The president cannot change the reality because he is the leader of a collectivist organisation and he received a collectivist mandate from his supporters. He can only deliver the normal, logical results of his mandate. The people struggled for the right to vote for unemployment, a lack of service delivery and for premature death. We should allow them to have this.

The problem with a free market capitalist system is that there’s little guarantee of individual success as a direct result of the highly competitive nature of the system. But in a collectivist system there is a perceived safety/protection in numbers. For this reason, if you’re unsure that you can wing it on your own, you will always opt for collectivism over individuality as espoused by capitalism.

The problem is there are probably at least 10 generations before the voters recognize this.

I think that the capitalist society is actually also rather collectivist. Why else would one have collective investment schemes, insurance risk pools, taxes paid to the state, or even non-profit organisations caring for the less fortunate in times of need? Even hardcore capitalists can embrace a shared humanity, the need sometimes for the support of others. I think the difference lies in the freedom to collaborate and share reciprocal benefits with a chosen group, compared to the tyranny of being forced to sacrifice for people who may never be willing or able to do a good turn to you.

There are no property rights in a collectivist system. We should not confuse collectivism with charity. The individuals who make the largest financial contributions to humanity are capitalists. Each and every one of them. They own the fruits of their labour. They own the means of production.

Collectivism can never be democratic. The old Eskom and the old SADF were collectivist organisations that produced amazing efficiency. These organisations were the best in the world because law and order and accountability were strictly enforced. There was no freedom of choice in those entities. You followed the rules, or you ran 4km with a pole.

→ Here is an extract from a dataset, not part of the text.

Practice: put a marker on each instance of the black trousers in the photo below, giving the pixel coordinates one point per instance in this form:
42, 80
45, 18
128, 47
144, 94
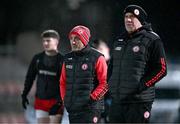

When you have a democratic collectivist system where accountability is not enforced, the system will implode. We see this at Eskom, the SOEs, and at most municipalities.

China is an example of a collectivist system that has accountability in some areas, just look at the one child policy. Also there is a lot of accountability in achieving economic targets.

Great comment. The only logical conclusion of the patriarchal, communal structure is the return to the mean. Africa has done so for the last 70 years. From a historical perspective, South Africa is the final colonial story and it will end like all the others have done. This is a historical and even a scientific fact. The Big Man culture, superstition, subsistence farming and living, lowering of life expectancy, civil war and a complete erosion of Western-liberal values. Its not a judgment, its just a fact

Read Douglas Gibsons take on the recent bye elections where the ANC was still re-elected despite service delivery protests! There is a serious disconnect re-electing the very same people you demonstrated against.Hence, you get the Government you deserve.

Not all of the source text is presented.